IL BUON ANNO DEL VESCOVO A FEDELI E AUTORITÀ

Questo slideshow richiede JavaScript.

In una giornata piovosa, tipicamente invernale, in una città deserta, il vescovo Daniele ha celebrato questa sera alle 18.30 in cattedrale la tradizionale Messa d’inizio d’anno alla quale hanno partecipato le autorità civili e militari e i rappresentati delle varie associazioni pubbliche. Per la città di Crema era presente il vicesindaco Gennuso. Per le forze dell’ordine il capitano Meriano, il dott. Pagani e il ten. Ottaviano. Presente anche il consigliere regionale Piloni. 

All’inizio della celebrazione, nella solennità di Maria Madre di Dio e nella 54a giornata mondiale della pace, il vescovo Daniele li ha ringraziati tutti, oltre ai fedeli presenti (abbastanza numerosi) e quelli collegati via streaming. A fianco del vescovo, alcuni canonici e due diaconi. A rendere solenne la liturgia il coro condotto dal maestro Alberto Dossena. 

Nell’omelia mons. Gianotti è partito da due immagini: la Maternità divina di Maria, titolo grandissimo, oggetto di discussione molto accese nel secolo quinto, fino a che il concilio di Nicea, lo sancì. Per cui oggi ci chiediamo: Chi è quel bimbo che nacque da Maria? È il Figlio di Dio, il Dio con noi!

La seconda immagine, “inseparabile – ha affermato il vescovo – è quella della Madre che si prende cura di Gesù. Il Figlio di Dio che entra nel mondo come un bimbo qualsiasi: Maria, come ogni mamma, è attenta e preoccupata del proprio figlio, se prende cura, tema che è al centro del messaggio di Papa Francesco.”

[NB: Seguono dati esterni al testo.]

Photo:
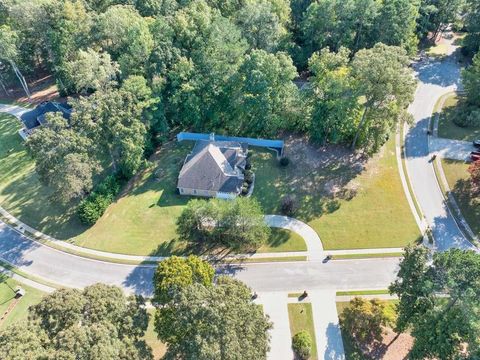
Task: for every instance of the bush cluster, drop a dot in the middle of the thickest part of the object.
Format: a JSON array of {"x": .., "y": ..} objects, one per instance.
[
  {"x": 302, "y": 344},
  {"x": 467, "y": 116},
  {"x": 95, "y": 204}
]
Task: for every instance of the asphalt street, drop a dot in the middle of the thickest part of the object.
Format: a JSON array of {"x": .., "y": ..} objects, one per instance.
[
  {"x": 73, "y": 271},
  {"x": 436, "y": 78}
]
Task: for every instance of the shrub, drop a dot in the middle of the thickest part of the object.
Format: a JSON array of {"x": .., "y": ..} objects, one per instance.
[
  {"x": 302, "y": 344},
  {"x": 288, "y": 205},
  {"x": 95, "y": 204},
  {"x": 93, "y": 207},
  {"x": 284, "y": 161},
  {"x": 248, "y": 174},
  {"x": 467, "y": 117}
]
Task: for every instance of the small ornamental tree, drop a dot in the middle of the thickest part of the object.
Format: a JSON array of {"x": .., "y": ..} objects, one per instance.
[
  {"x": 176, "y": 273},
  {"x": 474, "y": 170},
  {"x": 302, "y": 344},
  {"x": 363, "y": 320}
]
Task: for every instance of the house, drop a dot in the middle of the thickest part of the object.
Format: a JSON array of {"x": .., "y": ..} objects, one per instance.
[
  {"x": 37, "y": 117},
  {"x": 214, "y": 169}
]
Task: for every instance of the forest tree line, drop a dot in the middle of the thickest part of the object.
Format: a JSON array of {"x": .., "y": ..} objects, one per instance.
[{"x": 137, "y": 69}]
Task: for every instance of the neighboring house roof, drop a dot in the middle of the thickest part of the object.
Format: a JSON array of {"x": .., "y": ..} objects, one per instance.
[
  {"x": 36, "y": 117},
  {"x": 214, "y": 166}
]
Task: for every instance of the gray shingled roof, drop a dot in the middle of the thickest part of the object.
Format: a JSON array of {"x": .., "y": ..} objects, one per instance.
[{"x": 212, "y": 166}]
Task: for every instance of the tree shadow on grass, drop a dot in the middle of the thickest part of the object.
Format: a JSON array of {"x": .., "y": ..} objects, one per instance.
[{"x": 318, "y": 177}]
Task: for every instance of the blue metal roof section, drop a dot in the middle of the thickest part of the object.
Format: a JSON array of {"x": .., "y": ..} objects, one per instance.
[{"x": 271, "y": 144}]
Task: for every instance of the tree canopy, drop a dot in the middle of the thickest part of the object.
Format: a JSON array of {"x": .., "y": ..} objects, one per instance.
[
  {"x": 238, "y": 224},
  {"x": 441, "y": 325},
  {"x": 98, "y": 322}
]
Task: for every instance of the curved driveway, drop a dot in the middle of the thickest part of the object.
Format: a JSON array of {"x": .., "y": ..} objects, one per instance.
[{"x": 436, "y": 78}]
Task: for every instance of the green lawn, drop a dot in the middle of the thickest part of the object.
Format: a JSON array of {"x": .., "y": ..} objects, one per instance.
[
  {"x": 377, "y": 215},
  {"x": 301, "y": 318},
  {"x": 142, "y": 221},
  {"x": 349, "y": 350},
  {"x": 150, "y": 337},
  {"x": 448, "y": 129},
  {"x": 21, "y": 192},
  {"x": 7, "y": 291},
  {"x": 458, "y": 180}
]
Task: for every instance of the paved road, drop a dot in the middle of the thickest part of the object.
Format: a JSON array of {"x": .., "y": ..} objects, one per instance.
[
  {"x": 436, "y": 78},
  {"x": 74, "y": 271}
]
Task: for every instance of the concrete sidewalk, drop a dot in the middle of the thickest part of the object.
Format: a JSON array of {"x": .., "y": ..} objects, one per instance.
[
  {"x": 275, "y": 306},
  {"x": 327, "y": 327}
]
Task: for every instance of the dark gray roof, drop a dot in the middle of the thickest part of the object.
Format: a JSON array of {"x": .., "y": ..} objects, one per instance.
[
  {"x": 214, "y": 166},
  {"x": 36, "y": 117}
]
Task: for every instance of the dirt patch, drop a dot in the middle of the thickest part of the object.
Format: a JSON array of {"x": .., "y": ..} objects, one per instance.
[{"x": 313, "y": 163}]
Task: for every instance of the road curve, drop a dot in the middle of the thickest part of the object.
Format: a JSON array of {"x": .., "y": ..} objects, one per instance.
[
  {"x": 73, "y": 271},
  {"x": 436, "y": 78}
]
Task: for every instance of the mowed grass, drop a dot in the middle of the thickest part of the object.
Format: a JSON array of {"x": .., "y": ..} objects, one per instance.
[
  {"x": 458, "y": 180},
  {"x": 390, "y": 311},
  {"x": 7, "y": 292},
  {"x": 376, "y": 216},
  {"x": 143, "y": 220},
  {"x": 21, "y": 192},
  {"x": 301, "y": 318},
  {"x": 448, "y": 129}
]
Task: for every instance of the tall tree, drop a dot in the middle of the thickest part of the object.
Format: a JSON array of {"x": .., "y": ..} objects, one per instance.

E mons. Gianotti accosta una terza immagine: quella degli ammalati nella difficile situazione in cui ci troviamo. E ricorda l’impegno di medici infermieri e tanti operatori che si prendono cura di loro. 

“Nel suo messaggio – ha continuato – il Papa ci dice che le persone che chiedono cura sono tantissime: guardale e fa anche tu la tua parte! C’è bisogno di promuovere una cultura della cura per promuovere la dignità e il bene di tutti. In molte parti del mondo occorrono percorsi di pace; c’è bisogno di artigiani della pace.

 Veniamo da un anno difficile – ha concluso – cosa sarà questo nuovo anno? Dipenderà anche da noi, a seconda  di quanto saremo in grado di prenderci cura del fratello. Chiediamo alla Madonna una cultura della cura perché ciascuno di noi si impegni per il bene di tutti.”

Al termine della celebrazione, dopo aver porto a tutti presenti e lontani gli auguri di Buon Anno, il vescovo Daniele ha voluto riprendere le parole del presidente Mattarella che ha invitato a collaborare tutti per ricostruire il nostro Paese. “Il Signore s’adopera anch’egli per la costruzione, collaboriamo anche noi!” 

Era consuetudine che, ad ogni capodanno, il vescovo regalasse alle autorità presenti il messaggio del Papa nella giornata della Pace: quest’anno ritardi tipografici non hanno permesso di acquistarne le copie. Mons. Gianotti ha quindi donato alle autorità presenti l’enciclica Fratelli Tutti con l’augurio di costruire insieme una comunità fraterna.